Bio e Natura
Un progetto per la canapa industriale italiana
Il progetto di economia circolare è diretto a sviluppare la ricerca applicata alla valorizzazione della canapa favorendo nuove attività per le imprese del settore primario, industriale e dei servizi
02 agosto 2024 | Marcello Ortenzi
La Canapa industriale ancora oggi si candida quale attore principale di nuove filiere economiche che tengano insieme la coltivazione e la trasformazione, nelle varie declinazioni ad uso industriale che si possono implementare. Un progetto di cooperazione transfrontaliera denominato “Spare,” indirizzato alla valorizzazione olistica della canapa per applicazioni innovative, capofila la Fondazione de Claricini Dornpacher, vede uniti Friuli Venezia Giulia, Veneto, Carinzia e Tirolo. L’iniziativa è co-finanziata dai fondi dell’Unione Europea attraverso il Programma Interreg Italia-Austria 2021-2027 e dispone di 800 mila euro. Sono coinvolte l’Università degli Studi di Trieste (Dipartimento di Scienze della Vita), il team di ricerca Green Long Fiber Materials del Kompetenzzentrum Holz GmbH di St. Veit (Austria), l’Unità di Tecnologia dei Materiali dell’Università di Innsbruck e il Centro Consorzi di Belluno. Il progetto è diretto a sviluppare la ricerca applicata alla valorizzazione olistica della canapa favorendo in questo modo, nuove attività per le imprese del settore primario, industriale e dei servizi. In particolare, nei prossimi due anni, “Spare” darà impulso allo sviluppo di processi di economia circolare, legati all’utilizzo della pianta della canapa e dei componenti che già sono stati sperimentati come efficace applicazione in un’ampia gamma di settori, quali il food, la nutraceutica, la cosmetica, l’energia, prodotti come integratori alimentari, costruzioni, materiali e tessuti sostenibili ed altro.
Con questo progetto, di durata di 27 mesi, si tenderà a contribuire allo sviluppo dell’economia circolare nelle regioni coinvolte, Friuli-Venezia Giulia, Veneto, Carinzia e Tirolo, ma anche alla sensibilizzazione dei portatori di interesse su queste tematiche strategiche.
La Fondazione che ha sede a Bottenicco di Moimacco (UD), è impegnata a valorizzare il territorio cividalese anche con attività agricola e agrituristica.
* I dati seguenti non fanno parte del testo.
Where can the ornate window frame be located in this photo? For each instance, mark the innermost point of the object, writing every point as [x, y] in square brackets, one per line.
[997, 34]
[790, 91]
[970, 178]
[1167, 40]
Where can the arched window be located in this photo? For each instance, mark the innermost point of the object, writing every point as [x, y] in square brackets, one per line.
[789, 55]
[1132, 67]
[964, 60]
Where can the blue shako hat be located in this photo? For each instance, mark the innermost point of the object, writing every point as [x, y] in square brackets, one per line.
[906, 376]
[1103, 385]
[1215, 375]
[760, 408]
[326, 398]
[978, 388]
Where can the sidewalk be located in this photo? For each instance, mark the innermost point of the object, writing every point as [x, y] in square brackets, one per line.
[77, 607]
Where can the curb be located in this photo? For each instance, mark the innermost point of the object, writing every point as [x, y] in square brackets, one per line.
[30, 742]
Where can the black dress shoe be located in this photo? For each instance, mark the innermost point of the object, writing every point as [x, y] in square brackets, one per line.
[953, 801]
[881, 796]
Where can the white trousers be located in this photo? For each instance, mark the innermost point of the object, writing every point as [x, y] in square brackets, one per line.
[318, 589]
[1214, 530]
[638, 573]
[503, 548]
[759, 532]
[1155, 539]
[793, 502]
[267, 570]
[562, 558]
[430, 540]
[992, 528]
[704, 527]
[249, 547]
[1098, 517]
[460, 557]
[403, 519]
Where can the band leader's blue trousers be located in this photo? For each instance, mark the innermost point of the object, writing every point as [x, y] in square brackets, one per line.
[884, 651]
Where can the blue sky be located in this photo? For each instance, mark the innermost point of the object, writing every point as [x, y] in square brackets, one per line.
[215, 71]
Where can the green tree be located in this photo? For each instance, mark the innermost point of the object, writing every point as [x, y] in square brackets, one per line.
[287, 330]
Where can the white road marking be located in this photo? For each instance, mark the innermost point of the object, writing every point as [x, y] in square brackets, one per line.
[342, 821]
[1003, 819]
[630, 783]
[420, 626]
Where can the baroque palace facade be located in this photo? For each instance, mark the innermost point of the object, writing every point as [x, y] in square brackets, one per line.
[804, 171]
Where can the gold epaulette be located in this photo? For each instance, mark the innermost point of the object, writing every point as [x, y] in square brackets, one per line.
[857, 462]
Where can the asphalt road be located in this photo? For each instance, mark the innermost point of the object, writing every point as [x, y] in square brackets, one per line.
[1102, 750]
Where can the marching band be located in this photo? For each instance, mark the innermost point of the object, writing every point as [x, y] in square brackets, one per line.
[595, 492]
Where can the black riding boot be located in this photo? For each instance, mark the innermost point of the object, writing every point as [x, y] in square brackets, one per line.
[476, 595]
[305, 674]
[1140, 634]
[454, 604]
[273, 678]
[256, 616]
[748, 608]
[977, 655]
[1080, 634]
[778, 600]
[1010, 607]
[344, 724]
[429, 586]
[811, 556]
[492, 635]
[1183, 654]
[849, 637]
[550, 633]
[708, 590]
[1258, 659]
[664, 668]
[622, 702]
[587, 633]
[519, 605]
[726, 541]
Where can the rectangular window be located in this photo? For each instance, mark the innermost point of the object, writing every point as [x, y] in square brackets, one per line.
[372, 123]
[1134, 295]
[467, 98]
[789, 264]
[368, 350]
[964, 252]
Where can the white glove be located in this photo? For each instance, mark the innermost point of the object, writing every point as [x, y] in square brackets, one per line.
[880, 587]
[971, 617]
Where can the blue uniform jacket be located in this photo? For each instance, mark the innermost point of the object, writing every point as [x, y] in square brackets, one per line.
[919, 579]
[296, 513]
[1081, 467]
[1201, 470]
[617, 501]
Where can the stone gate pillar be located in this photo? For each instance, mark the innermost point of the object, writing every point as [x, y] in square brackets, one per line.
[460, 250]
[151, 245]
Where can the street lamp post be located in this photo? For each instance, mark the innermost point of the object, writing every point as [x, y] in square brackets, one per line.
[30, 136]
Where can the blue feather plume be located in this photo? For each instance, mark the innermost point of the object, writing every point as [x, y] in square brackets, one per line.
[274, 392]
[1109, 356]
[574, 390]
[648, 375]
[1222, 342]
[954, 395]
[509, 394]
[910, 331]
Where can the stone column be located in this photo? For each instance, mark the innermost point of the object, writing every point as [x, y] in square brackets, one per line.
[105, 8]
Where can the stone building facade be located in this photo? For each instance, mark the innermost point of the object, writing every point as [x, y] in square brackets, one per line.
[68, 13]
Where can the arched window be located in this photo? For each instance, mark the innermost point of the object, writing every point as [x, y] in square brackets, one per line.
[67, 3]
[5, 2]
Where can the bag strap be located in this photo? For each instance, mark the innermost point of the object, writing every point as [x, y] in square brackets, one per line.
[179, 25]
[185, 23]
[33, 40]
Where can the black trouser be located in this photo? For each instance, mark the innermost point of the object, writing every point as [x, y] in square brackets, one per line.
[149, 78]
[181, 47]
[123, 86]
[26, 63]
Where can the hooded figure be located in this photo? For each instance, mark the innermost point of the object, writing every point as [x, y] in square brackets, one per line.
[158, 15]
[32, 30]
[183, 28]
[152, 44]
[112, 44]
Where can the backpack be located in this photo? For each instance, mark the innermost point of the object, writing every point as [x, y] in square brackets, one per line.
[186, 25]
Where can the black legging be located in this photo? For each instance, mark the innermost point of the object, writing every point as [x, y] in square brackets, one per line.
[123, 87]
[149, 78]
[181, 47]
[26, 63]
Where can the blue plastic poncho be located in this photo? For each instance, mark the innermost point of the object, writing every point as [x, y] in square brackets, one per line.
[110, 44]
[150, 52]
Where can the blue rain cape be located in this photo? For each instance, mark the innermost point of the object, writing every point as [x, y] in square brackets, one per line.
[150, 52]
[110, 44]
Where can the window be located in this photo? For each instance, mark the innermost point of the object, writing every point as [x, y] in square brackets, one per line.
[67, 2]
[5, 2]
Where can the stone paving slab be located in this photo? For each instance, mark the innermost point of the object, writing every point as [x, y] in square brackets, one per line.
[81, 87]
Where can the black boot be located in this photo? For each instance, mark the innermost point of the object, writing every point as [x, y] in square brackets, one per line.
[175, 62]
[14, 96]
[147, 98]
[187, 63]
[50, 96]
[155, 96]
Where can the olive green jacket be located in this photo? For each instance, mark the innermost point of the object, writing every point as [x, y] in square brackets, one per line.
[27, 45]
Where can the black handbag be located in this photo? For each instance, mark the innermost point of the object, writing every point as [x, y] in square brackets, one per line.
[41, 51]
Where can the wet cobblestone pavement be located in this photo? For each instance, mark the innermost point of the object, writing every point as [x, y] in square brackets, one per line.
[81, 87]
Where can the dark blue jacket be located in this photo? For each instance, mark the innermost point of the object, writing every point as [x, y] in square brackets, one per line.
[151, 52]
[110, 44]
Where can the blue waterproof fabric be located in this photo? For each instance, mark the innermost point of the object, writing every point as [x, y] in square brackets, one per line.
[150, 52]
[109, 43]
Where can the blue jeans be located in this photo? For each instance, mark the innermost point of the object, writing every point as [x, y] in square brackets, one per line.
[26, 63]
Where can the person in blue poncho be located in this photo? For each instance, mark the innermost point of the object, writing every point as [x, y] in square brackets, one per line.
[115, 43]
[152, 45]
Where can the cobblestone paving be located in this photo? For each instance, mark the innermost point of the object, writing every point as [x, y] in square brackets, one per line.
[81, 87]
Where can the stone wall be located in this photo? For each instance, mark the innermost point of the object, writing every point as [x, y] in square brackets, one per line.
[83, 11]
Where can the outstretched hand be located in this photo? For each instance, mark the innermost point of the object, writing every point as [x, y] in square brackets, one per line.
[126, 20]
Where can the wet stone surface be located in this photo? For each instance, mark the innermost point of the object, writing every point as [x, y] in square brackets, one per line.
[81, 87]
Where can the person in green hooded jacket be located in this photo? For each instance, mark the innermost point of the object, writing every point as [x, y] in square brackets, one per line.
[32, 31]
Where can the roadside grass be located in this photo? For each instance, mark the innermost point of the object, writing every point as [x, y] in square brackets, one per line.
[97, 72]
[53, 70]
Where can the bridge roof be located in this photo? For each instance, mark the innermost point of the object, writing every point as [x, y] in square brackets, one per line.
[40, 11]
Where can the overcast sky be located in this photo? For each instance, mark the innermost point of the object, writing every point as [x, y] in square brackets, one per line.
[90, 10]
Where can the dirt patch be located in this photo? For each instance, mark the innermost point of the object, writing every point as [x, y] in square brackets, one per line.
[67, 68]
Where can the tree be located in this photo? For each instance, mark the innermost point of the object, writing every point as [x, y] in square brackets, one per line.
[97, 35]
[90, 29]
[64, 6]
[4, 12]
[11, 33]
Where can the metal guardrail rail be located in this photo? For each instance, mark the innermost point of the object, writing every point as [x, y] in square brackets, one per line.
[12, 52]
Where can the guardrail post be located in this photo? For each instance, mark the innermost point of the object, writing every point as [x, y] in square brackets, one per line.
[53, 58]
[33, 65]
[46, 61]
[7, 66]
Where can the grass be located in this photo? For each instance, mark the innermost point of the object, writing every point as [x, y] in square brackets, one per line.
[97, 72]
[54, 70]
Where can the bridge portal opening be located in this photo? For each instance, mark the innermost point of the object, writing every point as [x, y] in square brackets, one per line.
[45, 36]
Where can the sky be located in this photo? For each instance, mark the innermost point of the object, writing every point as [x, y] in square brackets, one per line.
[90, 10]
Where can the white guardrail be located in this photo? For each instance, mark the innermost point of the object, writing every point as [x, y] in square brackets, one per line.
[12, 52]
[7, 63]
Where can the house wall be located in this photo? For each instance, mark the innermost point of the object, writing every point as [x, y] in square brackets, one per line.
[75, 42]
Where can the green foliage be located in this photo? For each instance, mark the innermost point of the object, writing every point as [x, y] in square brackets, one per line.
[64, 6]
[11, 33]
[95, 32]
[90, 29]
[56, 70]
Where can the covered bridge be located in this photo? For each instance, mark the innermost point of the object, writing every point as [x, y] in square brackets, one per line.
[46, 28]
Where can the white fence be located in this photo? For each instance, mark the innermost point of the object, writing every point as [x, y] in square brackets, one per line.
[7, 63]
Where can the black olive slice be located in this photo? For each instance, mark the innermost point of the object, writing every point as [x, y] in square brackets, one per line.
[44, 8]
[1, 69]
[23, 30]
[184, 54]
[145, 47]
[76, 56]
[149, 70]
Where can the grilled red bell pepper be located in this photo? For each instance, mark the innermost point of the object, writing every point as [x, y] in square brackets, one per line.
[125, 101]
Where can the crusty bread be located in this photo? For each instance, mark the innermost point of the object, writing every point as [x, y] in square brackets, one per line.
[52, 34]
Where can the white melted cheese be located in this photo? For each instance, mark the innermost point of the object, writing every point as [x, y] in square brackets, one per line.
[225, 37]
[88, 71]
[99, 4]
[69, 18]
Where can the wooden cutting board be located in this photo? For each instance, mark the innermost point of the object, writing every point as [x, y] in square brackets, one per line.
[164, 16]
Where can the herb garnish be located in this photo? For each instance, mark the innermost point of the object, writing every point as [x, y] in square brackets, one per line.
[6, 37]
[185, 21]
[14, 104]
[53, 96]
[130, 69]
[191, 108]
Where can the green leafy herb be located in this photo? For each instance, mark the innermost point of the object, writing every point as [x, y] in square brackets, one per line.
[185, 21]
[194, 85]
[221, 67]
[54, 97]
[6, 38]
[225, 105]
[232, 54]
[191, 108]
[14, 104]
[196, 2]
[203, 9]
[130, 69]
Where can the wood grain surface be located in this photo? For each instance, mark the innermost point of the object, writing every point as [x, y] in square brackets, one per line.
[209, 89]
Secondo il direttore della Fondazione de Claricini Dornpacher Paolo Dolce, «L’attività agricola della Fondazione guarda al futuro e comprende ad esempio, l’impegno verso la tutela dell’ambiente, la salvaguardia della biodiversità, l’abbattimento delle emissioni di Co2. Il progetto “Spare” concentra i nostri valori e mette in relazione le competenze di diverse realtà: è un lavoro di squadra. Il nostro obiettivo è diventare sempre di più un punto di riferimento per l’innovazione e la ricerca per l'agricoltura senza dimenticare il legame con la nostra storia pur confrontandoci con un mondo in rapida evoluzione».